How to passively get picture frames, externally triggered?

Hi,
Ok, I admit the title is not clear, let me clarify:

I have an industrial IP camera, which take pictures whenever its sensor is activated ( similar to the tilt button on Webcams ). It means that I will not continously read the camera, but the Java application will be rather expected to be awaiting for ( interrupt ) events to instantiate the whole image processing process.

I’m tempted to try reading a live video stream continously, taking frames one-by-one, starting the process of interest just after received an external TCP command ( a resource yet to be implemented ), but I feel this is not an ellegant nor efficient approach.

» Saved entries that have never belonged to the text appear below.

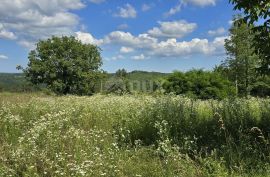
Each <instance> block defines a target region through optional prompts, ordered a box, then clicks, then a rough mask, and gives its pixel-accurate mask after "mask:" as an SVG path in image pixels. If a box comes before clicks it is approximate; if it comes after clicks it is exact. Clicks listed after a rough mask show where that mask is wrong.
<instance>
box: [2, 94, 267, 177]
mask: <svg viewBox="0 0 270 177" xmlns="http://www.w3.org/2000/svg"><path fill="white" fill-rule="evenodd" d="M0 130H1V131H0V176H1V177H6V176H11V177H13V176H18V177H22V176H23V177H24V176H29V177H35V176H44V177H50V176H78V177H80V176H119V177H126V176H128V177H129V176H134V177H155V176H156V177H160V176H161V177H162V176H164V177H175V176H185V177H188V176H191V177H193V176H196V177H197V176H199V177H200V176H201V177H203V176H269V174H270V146H269V143H270V142H269V140H270V99H259V98H248V99H242V98H234V99H225V100H222V101H216V100H207V101H202V100H195V99H189V98H186V97H182V96H175V95H152V96H150V95H124V96H115V95H95V96H91V97H77V96H48V95H43V94H38V93H32V94H23V93H20V94H17V93H0Z"/></svg>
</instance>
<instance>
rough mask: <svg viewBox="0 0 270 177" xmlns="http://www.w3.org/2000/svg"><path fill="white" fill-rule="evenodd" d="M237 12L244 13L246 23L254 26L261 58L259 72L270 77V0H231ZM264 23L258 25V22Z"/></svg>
mask: <svg viewBox="0 0 270 177" xmlns="http://www.w3.org/2000/svg"><path fill="white" fill-rule="evenodd" d="M229 1H230V2H231V3H232V4H233V5H234V9H235V10H240V11H242V12H243V13H244V14H245V16H244V18H243V19H242V20H243V21H244V22H245V23H247V24H250V25H253V30H254V31H255V32H256V35H255V38H254V46H255V49H256V50H255V52H256V53H257V54H258V55H259V56H260V59H261V62H260V66H259V71H260V72H261V74H263V75H270V50H269V49H270V1H269V0H229ZM259 20H260V21H262V23H258V21H259ZM255 23H256V25H255Z"/></svg>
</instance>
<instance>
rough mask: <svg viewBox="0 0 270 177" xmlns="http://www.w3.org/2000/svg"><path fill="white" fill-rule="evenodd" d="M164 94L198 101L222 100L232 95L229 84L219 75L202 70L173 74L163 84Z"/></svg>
mask: <svg viewBox="0 0 270 177" xmlns="http://www.w3.org/2000/svg"><path fill="white" fill-rule="evenodd" d="M163 88H164V89H165V91H166V93H175V94H176V95H181V94H184V95H188V96H191V97H194V98H200V99H212V98H213V99H222V98H225V97H228V96H230V95H234V91H233V87H232V85H231V83H230V82H229V81H228V80H227V79H225V78H223V77H222V76H221V75H220V74H218V73H214V72H206V71H202V70H191V71H189V72H186V73H182V72H174V73H173V74H171V75H170V76H168V78H167V80H166V81H165V83H164V84H163Z"/></svg>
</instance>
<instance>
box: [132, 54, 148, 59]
mask: <svg viewBox="0 0 270 177" xmlns="http://www.w3.org/2000/svg"><path fill="white" fill-rule="evenodd" d="M145 58H146V57H145V56H144V54H141V55H136V56H133V57H132V59H133V60H144V59H145Z"/></svg>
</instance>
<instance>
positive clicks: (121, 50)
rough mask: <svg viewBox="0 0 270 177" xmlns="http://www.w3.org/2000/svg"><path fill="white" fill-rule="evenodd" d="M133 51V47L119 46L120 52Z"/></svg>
mask: <svg viewBox="0 0 270 177" xmlns="http://www.w3.org/2000/svg"><path fill="white" fill-rule="evenodd" d="M133 51H134V49H133V48H131V47H124V46H123V47H121V49H120V53H131V52H133Z"/></svg>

Is there any way to achieve that funcionality ?

Thanks,

define “externally triggered”.

does the camera’s exposure get triggered? then just keep reading those frames. they’ll only get made when triggered, and they’ll arrive as they’re made.

you make it sound as if you’d only open a VideoCapture object once every while, expect to read a picture, and then close it again.

since you have an industrial IP camera, please investigate their driver/SDK. they’ll give you access to every function that is typically expected of industrial cameras.

I don’t have the camera SDK, and honestly I’m not inclined to make a code manufacturer-dependent, it is always prefereable to keep it as general as possible.

As per your question “define externaly triggered”, it is a quite standard feature on these devices which consists of a hardware input on the camera that take a snapshot upon an electric signal, eg. changing from low to high logic state.

Just to update:

I got the SDK with C/C++ samples and I was able to do that with a weird solution which worked fine so far: Once having the input triggered, the camera issue an event notification to the software warning about a just started image acquisition, and after that, the software read the last captured picture.

I was expecting to use some kind of system interrupt instead of a polling approach as such, anyway it works fine with the current speed, something about 4 pictures per second.